28番目の培遠中学校前バス停近くからは幹線道路となり、風景は一気に郊外都市へと切り替わります。交通量は増え、信号もあり、乗客も多くなってくるので、先ほどまでのドキドキ感が嘘のように感じるかもしれません。それでも油断は禁物!まだ36番目の厳山バス停~37番目の奈良津バス停間の道は狭く、対向車とのすれ違いに緊張が走ります。そして国道313号線へと左折すれば一気に道は広がり、JR(山陽新幹線・山陽本線・福塩線)福山駅前のバスターミナルに到着するのです。

突然の破産から奇跡の路線維持

最後にこの大変興味深い笠岡~福山線を運行する「井笠バスカンパニー」についても触れておきましょう。もともと岡山県笠岡市、井原市、矢掛町、浅口市、倉敷市、広島県福山市の路線バス事業は「井笠鉄道」という会社が営んでいました。この井笠鉄道が2012年(平成24年)10月12日に、同月末をもってバス事業から撤退し、その後会社を清算すること、つまり破産したことを突然発表します。

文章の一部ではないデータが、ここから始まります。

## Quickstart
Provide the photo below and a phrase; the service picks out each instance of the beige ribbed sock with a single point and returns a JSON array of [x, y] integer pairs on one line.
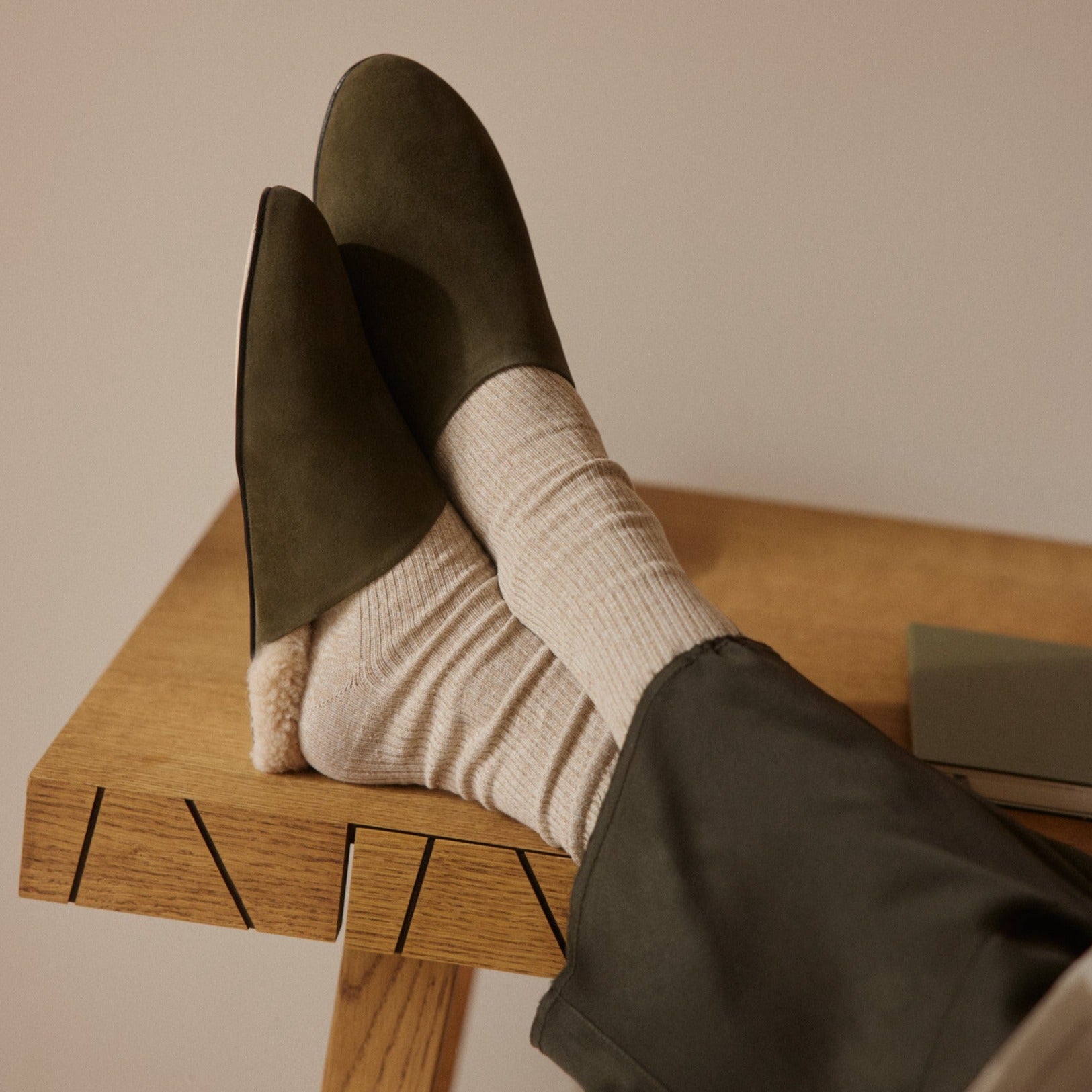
[[425, 677], [581, 559]]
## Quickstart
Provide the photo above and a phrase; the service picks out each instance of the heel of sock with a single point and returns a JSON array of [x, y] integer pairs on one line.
[[276, 685]]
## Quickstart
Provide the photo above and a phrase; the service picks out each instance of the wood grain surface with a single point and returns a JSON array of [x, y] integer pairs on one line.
[[288, 873], [476, 907], [148, 856], [55, 826], [167, 722], [391, 1022], [386, 866]]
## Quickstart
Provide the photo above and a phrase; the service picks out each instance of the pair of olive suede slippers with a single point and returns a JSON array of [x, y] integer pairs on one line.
[[367, 317]]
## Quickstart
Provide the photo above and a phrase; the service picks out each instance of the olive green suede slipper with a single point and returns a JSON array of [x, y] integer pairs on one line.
[[433, 239], [335, 491]]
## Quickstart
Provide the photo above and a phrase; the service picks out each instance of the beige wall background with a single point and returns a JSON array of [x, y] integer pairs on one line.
[[837, 253]]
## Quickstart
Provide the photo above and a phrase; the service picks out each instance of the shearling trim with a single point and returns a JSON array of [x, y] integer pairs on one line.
[[276, 684]]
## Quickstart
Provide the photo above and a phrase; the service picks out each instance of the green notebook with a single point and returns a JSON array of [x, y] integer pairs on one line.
[[1011, 716]]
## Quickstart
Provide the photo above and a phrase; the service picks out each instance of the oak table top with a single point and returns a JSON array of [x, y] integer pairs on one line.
[[146, 800]]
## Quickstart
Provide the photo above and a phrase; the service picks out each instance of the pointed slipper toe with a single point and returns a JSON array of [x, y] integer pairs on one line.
[[335, 489], [433, 239]]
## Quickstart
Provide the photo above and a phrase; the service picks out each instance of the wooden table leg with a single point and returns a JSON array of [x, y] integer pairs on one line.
[[396, 1023]]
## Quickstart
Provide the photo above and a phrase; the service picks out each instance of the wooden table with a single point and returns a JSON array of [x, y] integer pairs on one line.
[[146, 800]]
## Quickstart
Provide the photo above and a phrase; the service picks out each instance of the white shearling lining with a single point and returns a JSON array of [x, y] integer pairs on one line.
[[276, 684]]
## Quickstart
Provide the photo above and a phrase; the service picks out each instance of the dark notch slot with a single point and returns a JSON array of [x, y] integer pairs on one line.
[[349, 839], [87, 835], [220, 864], [413, 898], [542, 901]]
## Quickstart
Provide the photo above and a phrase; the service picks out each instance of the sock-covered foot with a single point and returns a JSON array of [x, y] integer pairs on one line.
[[581, 559], [425, 677]]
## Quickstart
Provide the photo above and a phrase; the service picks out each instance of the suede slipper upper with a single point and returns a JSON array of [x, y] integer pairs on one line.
[[335, 491], [433, 239]]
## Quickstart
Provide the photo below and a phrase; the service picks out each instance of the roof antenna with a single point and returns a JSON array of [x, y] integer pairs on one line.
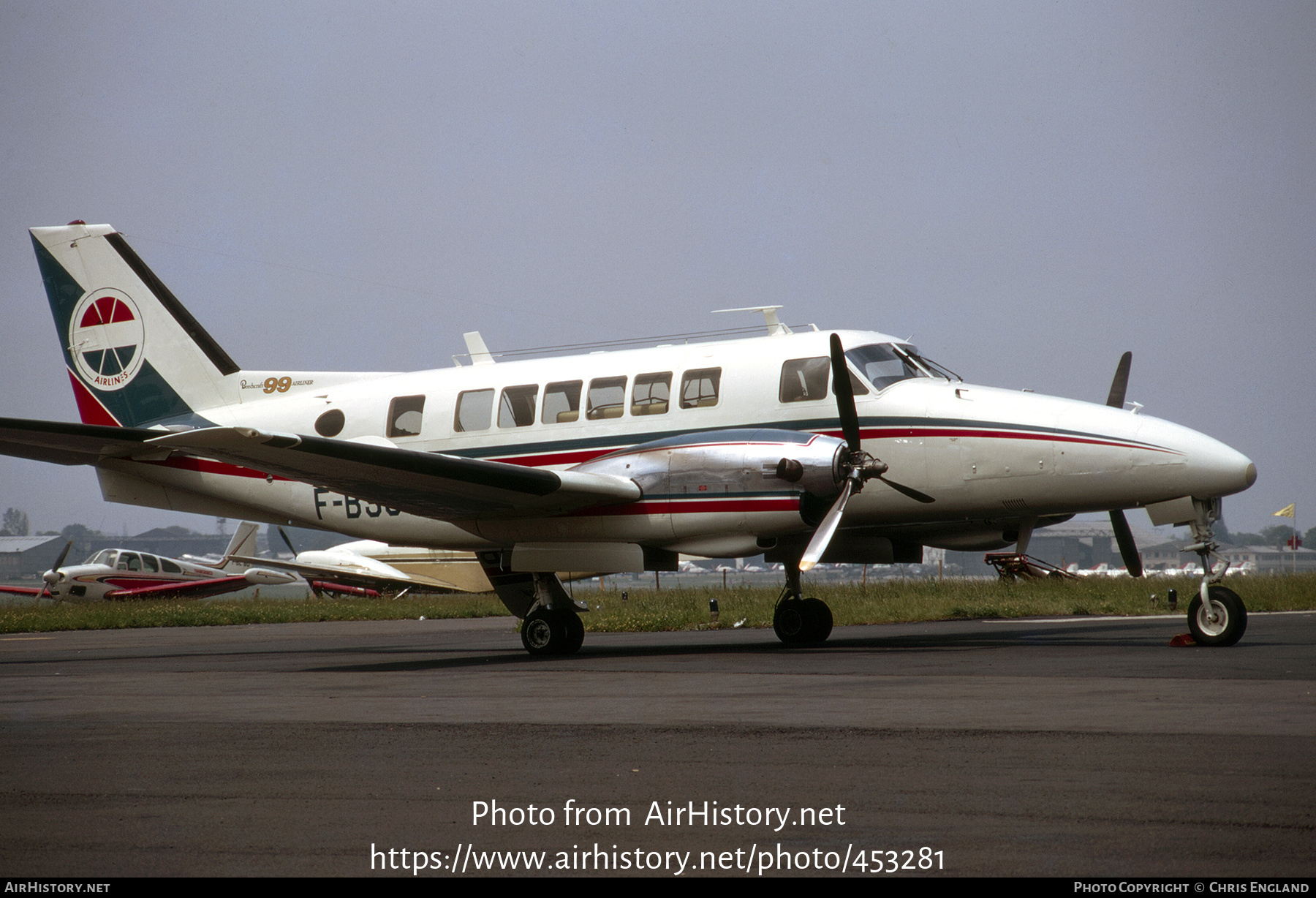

当然のことながら公共交通の経営破綻という前代未聞の出来事は、地元の人々に大きな衝撃を与えました。それまで利用していた路線バスが半月後には無くなってしまうのです。しかし、岡山県を中心に生活産業などを展開する「両備グループ」が、地元の公共交通を守るために救いの手を差し伸べます。

両備グループ傘下の中国バスの社内カンパニーとして「中国バス 井笠バスカンパニー」を設立し、11月1日から代替運行を行って路線バスの消滅を回避しました。さらに翌2013年(平成25年)1月には中国バスの完全子会社「井笠バスカンパニー」として法人化させ、正式に路線を受け継いだのです。そこには地元の人々の熱い想いと各行政機関の協力もあり、奇跡の路線維持が実現されました。